Function to get data in order as above chunck but integrated into a function to also combine all files for a nice list with PCs included.

PandG <- function(Pheno_Em_bl=NULL,myGD_EM=NULL,mytaxa_EM=NULL,myGM_EM=NULL){
  colnames(Pheno_Em_bl)[1]<-c("Genotype")
  Pheno_Em_bl=data.frame(Pheno_Em_bl)
  rownames(Pheno_Em_bl) <- Pheno_Em_bl$Genotype

  Markers_Em_bl<-myGD_EM

  rownames(Markers_Em_bl) <- mytaxa_EM$V1
  colnames(Markers_Em_bl) <- myGM_EM$SNP


  Pheno_Em_bl <- Pheno_Em_bl[rownames(Pheno_Em_bl) %in% rownames(Markers_Em_bl),]
  Markers_Em_bl <- Markers_Em_bl[rownames(Markers_Em_bl) %in% rownames(Pheno_Em_bl),]

  Pheno_Em_bl <- Pheno_Em_bl[order(Pheno_Em_bl$Genotype),]
  Markers_Em_bl <- Markers_Em_bl[order(rownames(Markers_Em_bl)),]

  Pheno_Em_bl <- Pheno_Em_bl[order(Pheno_Em_bl$Genotype),]
  Markers_Em_bl <- Markers_Em_bl[order(rownames(Markers_Em_bl)),]

  myGM<-myGM_EM[myGM_EM$SNP %in% colnames(Markers_Em_bl),]
  myGD<-data.frame(rownames(Markers_Em_bl),Markers_Em_bl)
  colnames(myGD)[1]<-c("taxa")

  PCA_bl_em=prcomp(Markers_Em_bl)
  myPCA_bl_em=PCA_bl_em$x
  PGPCA=list(pheno=Pheno_Em_bl,geno=Markers_Em_bl,map=myGM,numeric=myGD,PC=myPCA_bl_em)
  return(PGPCA)
}

#If you also want to integrate covariates into the list
PGandCV <- function(Pheno_Em_bl=NULL,myGD_EM=NULL,mytaxa_EM=NULL,myGM_EM=NULL,CV=NULL){
  colnames(Pheno_Em_bl)[1]<-c("Genotype")
  rownames(Pheno_Em_bl) <- Pheno_Em_bl$Genotype

  Markers_Em_bl<-myGD_EM

  rownames(Markers_Em_bl) <- mytaxa_EM$V1
  colnames(Markers_Em_bl) <- myGM_EM$SNP

  colnames(CV)[1]<-c("Genotype")
  rownames(CV) <- CV$Genotype
  library(tidyr)
  library(Hmisc)
  for(i in 2:ncol(CV)){
    CV[,i]=impute(CV[,i])
    CV[,i]=as.numeric(CV[,i])
  }


  Pheno_Em_bl <- Pheno_Em_bl[rownames(Pheno_Em_bl) %in% rownames(Markers_Em_bl),]
  Markers_Em_bl <- Markers_Em_bl[rownames(Markers_Em_bl) %in% rownames(Pheno_Em_bl),]

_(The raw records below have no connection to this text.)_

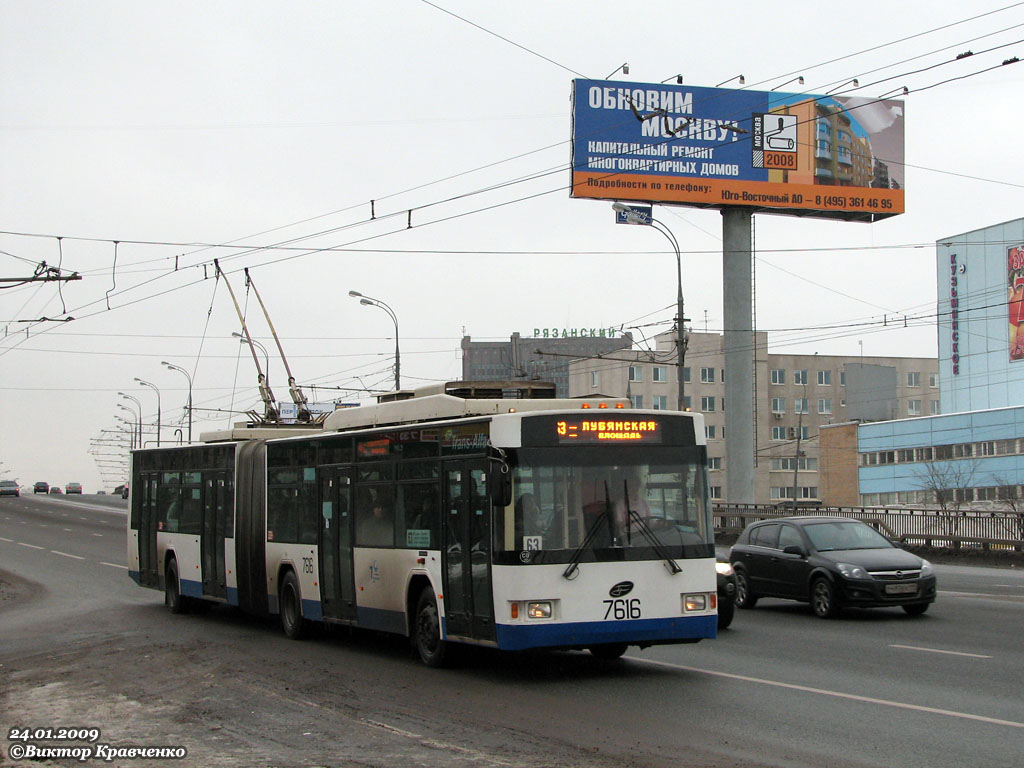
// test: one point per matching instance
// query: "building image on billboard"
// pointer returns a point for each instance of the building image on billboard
(829, 157)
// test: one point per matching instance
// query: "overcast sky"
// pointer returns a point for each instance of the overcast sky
(170, 128)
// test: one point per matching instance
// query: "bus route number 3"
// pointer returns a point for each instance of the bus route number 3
(622, 607)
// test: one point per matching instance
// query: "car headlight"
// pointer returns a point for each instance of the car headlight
(852, 571)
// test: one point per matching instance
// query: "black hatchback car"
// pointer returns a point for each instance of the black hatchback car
(829, 562)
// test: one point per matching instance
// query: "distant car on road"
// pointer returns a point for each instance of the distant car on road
(829, 562)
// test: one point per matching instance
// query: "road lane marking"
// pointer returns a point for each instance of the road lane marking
(837, 694)
(937, 650)
(65, 554)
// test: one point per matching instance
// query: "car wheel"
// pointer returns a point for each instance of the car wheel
(726, 609)
(744, 595)
(823, 598)
(607, 651)
(292, 622)
(915, 609)
(433, 651)
(172, 589)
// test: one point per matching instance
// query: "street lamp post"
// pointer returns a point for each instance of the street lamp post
(154, 387)
(633, 217)
(138, 402)
(187, 376)
(370, 301)
(134, 427)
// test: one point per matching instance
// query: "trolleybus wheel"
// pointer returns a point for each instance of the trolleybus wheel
(608, 651)
(823, 598)
(172, 591)
(433, 651)
(291, 608)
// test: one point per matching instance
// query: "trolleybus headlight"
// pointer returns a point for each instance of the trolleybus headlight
(695, 602)
(539, 610)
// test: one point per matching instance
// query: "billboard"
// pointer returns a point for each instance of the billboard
(804, 155)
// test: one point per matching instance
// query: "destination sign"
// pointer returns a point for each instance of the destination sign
(607, 430)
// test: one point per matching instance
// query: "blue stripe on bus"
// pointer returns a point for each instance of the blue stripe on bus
(519, 637)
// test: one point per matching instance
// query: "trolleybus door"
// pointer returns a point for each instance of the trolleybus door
(144, 500)
(217, 522)
(337, 581)
(468, 601)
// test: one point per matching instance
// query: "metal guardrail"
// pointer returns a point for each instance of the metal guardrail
(985, 529)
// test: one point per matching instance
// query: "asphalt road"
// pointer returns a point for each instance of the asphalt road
(81, 644)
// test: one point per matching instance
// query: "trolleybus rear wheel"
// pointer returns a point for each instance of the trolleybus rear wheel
(433, 651)
(291, 607)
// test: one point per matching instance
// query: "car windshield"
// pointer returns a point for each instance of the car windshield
(826, 537)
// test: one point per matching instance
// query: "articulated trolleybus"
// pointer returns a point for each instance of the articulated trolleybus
(456, 514)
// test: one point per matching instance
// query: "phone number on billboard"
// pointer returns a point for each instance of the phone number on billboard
(842, 201)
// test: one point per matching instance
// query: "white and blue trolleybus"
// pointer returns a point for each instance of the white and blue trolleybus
(466, 513)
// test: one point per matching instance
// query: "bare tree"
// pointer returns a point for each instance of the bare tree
(948, 481)
(1010, 501)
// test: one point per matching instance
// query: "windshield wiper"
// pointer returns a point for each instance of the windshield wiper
(605, 516)
(649, 535)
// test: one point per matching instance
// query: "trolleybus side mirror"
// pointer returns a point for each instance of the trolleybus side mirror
(501, 484)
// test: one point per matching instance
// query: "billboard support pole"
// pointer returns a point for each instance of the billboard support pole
(739, 352)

  Pheno_Em_bl <- Pheno_Em_bl[order(Pheno_Em_bl$Genotype),]
  Markers_Em_bl <- Markers_Em_bl[order(rownames(Markers_Em_bl)),]

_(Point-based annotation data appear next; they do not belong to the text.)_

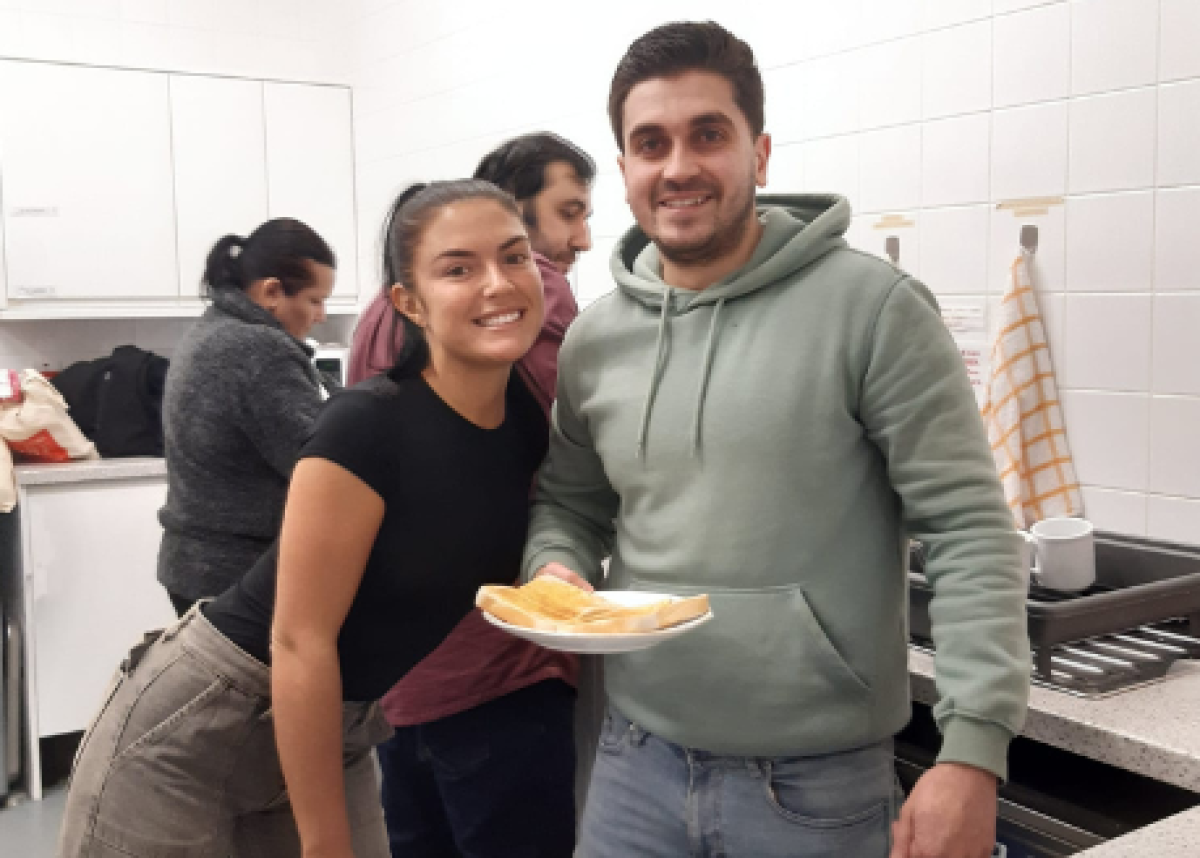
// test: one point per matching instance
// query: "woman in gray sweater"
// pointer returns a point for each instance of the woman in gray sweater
(241, 397)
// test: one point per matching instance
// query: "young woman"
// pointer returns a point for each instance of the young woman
(411, 493)
(241, 397)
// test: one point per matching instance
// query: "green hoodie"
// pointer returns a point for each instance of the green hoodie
(774, 441)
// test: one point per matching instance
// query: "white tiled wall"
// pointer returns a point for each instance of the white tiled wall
(287, 40)
(934, 109)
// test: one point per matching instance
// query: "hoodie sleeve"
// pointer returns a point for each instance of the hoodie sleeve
(919, 411)
(575, 505)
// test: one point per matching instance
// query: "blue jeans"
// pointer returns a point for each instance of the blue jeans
(495, 780)
(654, 799)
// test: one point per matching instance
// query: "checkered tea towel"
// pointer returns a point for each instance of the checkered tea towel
(1023, 413)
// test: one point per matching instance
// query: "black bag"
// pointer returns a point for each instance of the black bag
(117, 401)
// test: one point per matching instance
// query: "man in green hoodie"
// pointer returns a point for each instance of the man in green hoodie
(766, 415)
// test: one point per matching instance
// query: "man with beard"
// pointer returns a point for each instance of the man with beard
(762, 414)
(551, 180)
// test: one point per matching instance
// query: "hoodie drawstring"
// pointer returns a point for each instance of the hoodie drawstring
(655, 376)
(709, 348)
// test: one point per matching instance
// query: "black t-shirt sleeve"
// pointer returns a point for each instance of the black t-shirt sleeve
(351, 432)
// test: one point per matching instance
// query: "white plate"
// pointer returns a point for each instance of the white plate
(605, 643)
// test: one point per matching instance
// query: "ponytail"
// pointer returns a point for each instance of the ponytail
(222, 269)
(282, 249)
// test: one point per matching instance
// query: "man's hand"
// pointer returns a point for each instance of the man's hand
(559, 571)
(949, 814)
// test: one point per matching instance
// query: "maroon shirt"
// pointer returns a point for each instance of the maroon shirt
(477, 663)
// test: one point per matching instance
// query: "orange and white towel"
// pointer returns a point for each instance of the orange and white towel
(1023, 413)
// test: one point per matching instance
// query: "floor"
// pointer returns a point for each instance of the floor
(31, 829)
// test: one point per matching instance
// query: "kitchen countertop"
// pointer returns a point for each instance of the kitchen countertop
(1177, 837)
(1151, 730)
(90, 471)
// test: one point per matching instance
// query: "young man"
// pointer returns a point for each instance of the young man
(762, 414)
(551, 180)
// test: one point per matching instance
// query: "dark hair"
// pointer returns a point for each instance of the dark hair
(280, 249)
(402, 231)
(682, 47)
(519, 166)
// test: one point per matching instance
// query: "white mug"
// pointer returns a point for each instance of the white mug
(1063, 553)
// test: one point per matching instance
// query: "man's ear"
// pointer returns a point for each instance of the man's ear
(761, 156)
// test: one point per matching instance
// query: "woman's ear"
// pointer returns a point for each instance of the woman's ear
(407, 303)
(267, 293)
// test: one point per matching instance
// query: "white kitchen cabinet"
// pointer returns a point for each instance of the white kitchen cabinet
(310, 167)
(85, 583)
(85, 159)
(220, 166)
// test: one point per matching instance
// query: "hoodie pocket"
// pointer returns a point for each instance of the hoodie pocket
(763, 663)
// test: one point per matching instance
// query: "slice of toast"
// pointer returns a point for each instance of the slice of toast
(550, 604)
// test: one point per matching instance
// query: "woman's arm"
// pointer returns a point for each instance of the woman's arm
(329, 527)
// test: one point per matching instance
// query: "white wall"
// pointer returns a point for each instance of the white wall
(282, 40)
(936, 109)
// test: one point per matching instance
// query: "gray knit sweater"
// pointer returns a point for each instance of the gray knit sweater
(241, 397)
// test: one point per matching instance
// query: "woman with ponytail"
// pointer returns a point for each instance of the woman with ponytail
(247, 727)
(241, 397)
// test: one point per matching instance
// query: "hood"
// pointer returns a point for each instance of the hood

  CV <- CV[rownames(CV) %in% rownames(Pheno_Em_bl),]
  CV <- CV[order(rownames(CV)),]

  myGM<-myGM_EM[myGM_EM$SNP %in% colnames(Markers_Em_bl),]
  myGD<-data.frame(rownames(Markers_Em_bl),Markers_Em_bl)
  colnames(myGD)[1]<-c("taxa")

  PCA_bl_em=prcomp(Markers_Em_bl)
  myPCA_bl_em=PCA_bl_em$x
  PGPCA=list(pheno=Pheno_Em_bl,geno=Markers_Em_bl,map=myGM,numeric=myGD,PC=myPCA_bl_em,CV=CV)
  return(PGPCA)
}

START HERE IF GENOTYPE DATA IS DONE

This gets into my own files This section gets your data in order but using a function

#load phenotypic and genotypic data in.
#setwd("F:/OneDrive/OneDrive - Washington State University (email.wsu.edu)/Documents/Genomic Selection/Genomic Selection Pipeline/GWAS Pipeline")
load(file="LIND_20_GD_GI_Filt_Imputed.RData")
#Without Covariates
#Remove missing data
Pheno_LND_20_1<-Pheno[complete.cases(Pheno[,2]),]
GBS_LND_20_1=PandG(Pheno_LND_20_1,GDLre,GTL,GILre)

Pheno_LND_20_2<-Pheno[complete.cases(Pheno[,3]),]
GBS_LND_20_2=PandG(Pheno_LND_20_2,GDLre,GTL,GILre)

#If you have covariates
#Remove missing data
Pheno_LND_20<-Pheno[complete.cases(Pheno[,2]),]
GBS_LND_20_CV=PGandCV(Pheno_LND_20,GDLre,GTL,GILre,myCV_EM)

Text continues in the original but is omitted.